The methods that Professor Potestio and his colleagues are developing to identify the appropriate level of resolution for the different parts of a system and to parameterise the interactions are algorithmic procedures. Overall, the process of constructing a model can be time-consuming, so researchers are keen to harness the power of artificial intelligence to try and reduce the amount of time required. “Our aim is to exploit the advantages that machine learning offers as a method in order to speed up the process of constructing these models,” outlines Professor Potestio. Researchers in the VARIAMOLS group are developing these algorithms and producing training sets for a deep neural network-based approach, so that it is capable of then performing the same task without having to run a reference, all-atom molecular dynamics simulation beforehand. “We aim to use deep learning approaches as a kind of trick to accelerate the process, but only at the end of a pipeline of which we understand each step. We tend to avoid black boxes,” explains Professor Potestio.

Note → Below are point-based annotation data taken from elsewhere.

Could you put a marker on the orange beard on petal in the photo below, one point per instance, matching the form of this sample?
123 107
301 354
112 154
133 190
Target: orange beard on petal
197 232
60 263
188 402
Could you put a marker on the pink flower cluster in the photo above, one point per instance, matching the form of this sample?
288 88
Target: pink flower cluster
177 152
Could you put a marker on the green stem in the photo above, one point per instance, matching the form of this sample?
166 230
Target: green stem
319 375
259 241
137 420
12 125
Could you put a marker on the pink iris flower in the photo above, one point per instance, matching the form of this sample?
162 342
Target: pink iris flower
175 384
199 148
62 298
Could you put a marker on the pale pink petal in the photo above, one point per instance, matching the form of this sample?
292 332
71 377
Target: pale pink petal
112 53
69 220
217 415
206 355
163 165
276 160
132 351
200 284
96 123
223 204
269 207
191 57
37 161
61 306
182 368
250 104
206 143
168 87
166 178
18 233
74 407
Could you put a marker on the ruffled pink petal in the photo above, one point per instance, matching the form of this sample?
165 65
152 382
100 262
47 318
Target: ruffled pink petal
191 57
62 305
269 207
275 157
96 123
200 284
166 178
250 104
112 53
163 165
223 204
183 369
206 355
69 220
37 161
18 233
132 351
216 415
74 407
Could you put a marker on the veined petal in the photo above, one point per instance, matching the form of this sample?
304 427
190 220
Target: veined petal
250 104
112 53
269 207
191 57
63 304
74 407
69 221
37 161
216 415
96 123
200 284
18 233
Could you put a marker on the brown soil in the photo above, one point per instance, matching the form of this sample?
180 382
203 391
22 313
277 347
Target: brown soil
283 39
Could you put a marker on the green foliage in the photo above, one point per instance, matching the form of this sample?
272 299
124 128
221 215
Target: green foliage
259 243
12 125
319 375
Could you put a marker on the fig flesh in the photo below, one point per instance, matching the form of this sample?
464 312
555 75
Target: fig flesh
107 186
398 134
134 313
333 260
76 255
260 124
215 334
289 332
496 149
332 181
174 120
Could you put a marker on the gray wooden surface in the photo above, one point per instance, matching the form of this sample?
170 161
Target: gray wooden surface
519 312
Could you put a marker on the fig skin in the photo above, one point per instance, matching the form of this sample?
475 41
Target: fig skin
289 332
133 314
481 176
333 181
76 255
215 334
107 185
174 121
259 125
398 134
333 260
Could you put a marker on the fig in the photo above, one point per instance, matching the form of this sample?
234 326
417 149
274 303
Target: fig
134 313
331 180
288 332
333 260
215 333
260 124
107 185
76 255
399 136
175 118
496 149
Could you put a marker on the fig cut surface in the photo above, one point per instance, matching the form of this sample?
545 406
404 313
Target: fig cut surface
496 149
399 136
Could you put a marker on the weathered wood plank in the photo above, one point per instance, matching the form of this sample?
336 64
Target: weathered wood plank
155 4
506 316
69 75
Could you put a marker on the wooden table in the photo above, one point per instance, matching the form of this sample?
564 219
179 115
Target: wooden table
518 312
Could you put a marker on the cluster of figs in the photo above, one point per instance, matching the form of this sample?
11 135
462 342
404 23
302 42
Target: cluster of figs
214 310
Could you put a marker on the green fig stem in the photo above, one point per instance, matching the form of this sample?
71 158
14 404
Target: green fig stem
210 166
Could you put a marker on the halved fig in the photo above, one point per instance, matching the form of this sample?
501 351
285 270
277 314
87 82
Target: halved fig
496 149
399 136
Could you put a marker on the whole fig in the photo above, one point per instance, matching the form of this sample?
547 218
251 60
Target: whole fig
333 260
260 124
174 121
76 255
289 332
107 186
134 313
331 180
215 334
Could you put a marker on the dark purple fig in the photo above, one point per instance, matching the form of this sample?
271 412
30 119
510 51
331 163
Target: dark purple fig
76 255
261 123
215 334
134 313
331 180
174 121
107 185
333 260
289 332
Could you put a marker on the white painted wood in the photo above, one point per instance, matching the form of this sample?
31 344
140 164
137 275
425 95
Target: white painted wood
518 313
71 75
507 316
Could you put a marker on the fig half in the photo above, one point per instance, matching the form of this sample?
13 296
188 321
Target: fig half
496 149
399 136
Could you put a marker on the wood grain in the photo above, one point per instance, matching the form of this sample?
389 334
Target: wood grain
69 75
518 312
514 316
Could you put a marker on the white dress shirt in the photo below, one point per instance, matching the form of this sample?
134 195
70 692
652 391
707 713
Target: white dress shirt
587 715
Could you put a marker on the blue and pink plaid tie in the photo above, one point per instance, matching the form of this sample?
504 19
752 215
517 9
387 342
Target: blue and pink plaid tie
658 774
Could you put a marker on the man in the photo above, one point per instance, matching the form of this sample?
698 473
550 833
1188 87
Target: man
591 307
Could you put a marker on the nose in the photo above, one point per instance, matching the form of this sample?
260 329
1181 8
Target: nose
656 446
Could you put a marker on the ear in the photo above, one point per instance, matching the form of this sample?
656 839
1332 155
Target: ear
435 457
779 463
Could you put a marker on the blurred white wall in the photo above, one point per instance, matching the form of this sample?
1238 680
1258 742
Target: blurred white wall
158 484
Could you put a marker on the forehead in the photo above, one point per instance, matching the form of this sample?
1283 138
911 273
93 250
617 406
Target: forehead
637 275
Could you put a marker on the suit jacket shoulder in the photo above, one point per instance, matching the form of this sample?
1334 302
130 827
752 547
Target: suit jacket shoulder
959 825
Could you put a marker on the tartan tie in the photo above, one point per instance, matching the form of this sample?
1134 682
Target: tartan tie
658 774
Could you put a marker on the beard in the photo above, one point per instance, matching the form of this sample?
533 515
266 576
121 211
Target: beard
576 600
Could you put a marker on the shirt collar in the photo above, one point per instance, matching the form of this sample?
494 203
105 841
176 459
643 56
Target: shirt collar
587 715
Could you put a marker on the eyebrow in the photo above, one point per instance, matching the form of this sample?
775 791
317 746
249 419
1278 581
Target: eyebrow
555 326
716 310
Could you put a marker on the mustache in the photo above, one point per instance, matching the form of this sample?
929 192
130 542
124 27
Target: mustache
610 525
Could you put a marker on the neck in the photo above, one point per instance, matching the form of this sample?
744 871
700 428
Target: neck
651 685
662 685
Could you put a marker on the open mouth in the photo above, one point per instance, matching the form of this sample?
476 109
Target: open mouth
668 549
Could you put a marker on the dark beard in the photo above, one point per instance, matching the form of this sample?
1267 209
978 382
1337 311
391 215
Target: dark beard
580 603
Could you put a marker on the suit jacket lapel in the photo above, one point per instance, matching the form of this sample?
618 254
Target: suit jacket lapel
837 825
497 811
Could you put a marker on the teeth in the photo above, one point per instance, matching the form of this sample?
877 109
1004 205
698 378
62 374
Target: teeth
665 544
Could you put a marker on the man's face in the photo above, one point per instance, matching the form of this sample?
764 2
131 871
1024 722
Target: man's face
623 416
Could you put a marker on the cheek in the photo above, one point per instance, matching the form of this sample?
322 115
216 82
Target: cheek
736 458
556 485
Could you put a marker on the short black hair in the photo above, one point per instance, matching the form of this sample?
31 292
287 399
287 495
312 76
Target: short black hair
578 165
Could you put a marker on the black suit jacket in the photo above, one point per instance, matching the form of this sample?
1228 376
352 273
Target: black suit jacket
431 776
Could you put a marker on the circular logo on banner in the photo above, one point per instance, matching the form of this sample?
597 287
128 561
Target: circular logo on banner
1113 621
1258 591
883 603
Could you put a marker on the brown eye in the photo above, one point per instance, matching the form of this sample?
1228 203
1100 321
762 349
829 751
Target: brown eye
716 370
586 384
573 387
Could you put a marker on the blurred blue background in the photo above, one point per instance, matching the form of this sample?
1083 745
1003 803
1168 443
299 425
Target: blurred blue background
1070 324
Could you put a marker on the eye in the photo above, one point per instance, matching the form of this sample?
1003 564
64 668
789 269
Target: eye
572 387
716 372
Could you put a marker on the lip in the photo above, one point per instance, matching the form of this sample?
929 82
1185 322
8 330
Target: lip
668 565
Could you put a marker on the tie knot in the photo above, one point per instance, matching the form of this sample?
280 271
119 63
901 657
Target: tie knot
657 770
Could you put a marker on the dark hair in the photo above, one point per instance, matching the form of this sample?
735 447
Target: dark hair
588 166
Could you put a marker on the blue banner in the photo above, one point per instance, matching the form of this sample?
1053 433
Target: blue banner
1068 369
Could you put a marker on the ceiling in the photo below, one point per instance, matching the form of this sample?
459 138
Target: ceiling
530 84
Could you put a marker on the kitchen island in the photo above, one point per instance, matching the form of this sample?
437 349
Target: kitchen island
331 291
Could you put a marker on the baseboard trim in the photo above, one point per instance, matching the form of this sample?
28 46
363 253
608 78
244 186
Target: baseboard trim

These tools are designed primarily for simulating macromolecules, and Professor Potestio is keen to make them available to the wider biocomputing research community, where they could prove to be a valuable instrument. The methods have been developed in such a way that they can be distributed as free software, and Professor Potestio is looking towards their practical application. “As soon as we have tested and aptly documented our codes, we will provide them for other researchers to use,” he says. The programs developed in the project will be of interest to a broad audience, believes Professor Potestio. “On the one hand we have the physics-oriented community, which might be interested in the computational

statistical mechanical aspects of our work. On the other hand, researchers from different fields may be interested in employing our tools for biochemical and pharmaceutical applications,” he outlines.

A researcher in biochemistry may not necessarily have deep knowledge of statistical mechanics or how these codes work, so accessibility is an important issue in terms of the wider application of these tools. “Our ideal is to provide programs that are accessible also to people who are not in the modelling field, or the statistical mechanics field, but would like to make use of our research in order to better understand their proteins of interest for example, and possibly devise better ways to interface with them,” says Professor Potestio. An improved understanding of the physics of biological macromolecules could open up exciting new possibilities in research. “If we can efficiently figure out how these systems behave, then we can also potentially uncover the flanks that can be attacked from the pharmaceutical point of view,” explains Professor Potestio. “We can then develop new strategies to deal with various diseases at the molecular level, for example testing several possible drugs at a higher speed and lower computational cost.”

The main focus for Professor Potestio and his group is on fundamental research at this stage, and on developing a deeper understanding of the physics of biomolecules. However, once researchers have a clearer picture of a molecular system, e.g. the relationship between its structure, dynamics and thermodynamics, that then holds wider relevance. “We can go to a biochemist and say: ‘this is what we see. Do you think you can make use of that in order to prevent the functioning of this protein? Might this be beneficial in terms of inhibiting a pathogenic process?’ This is the ultimate objective,” says Professor Potestio.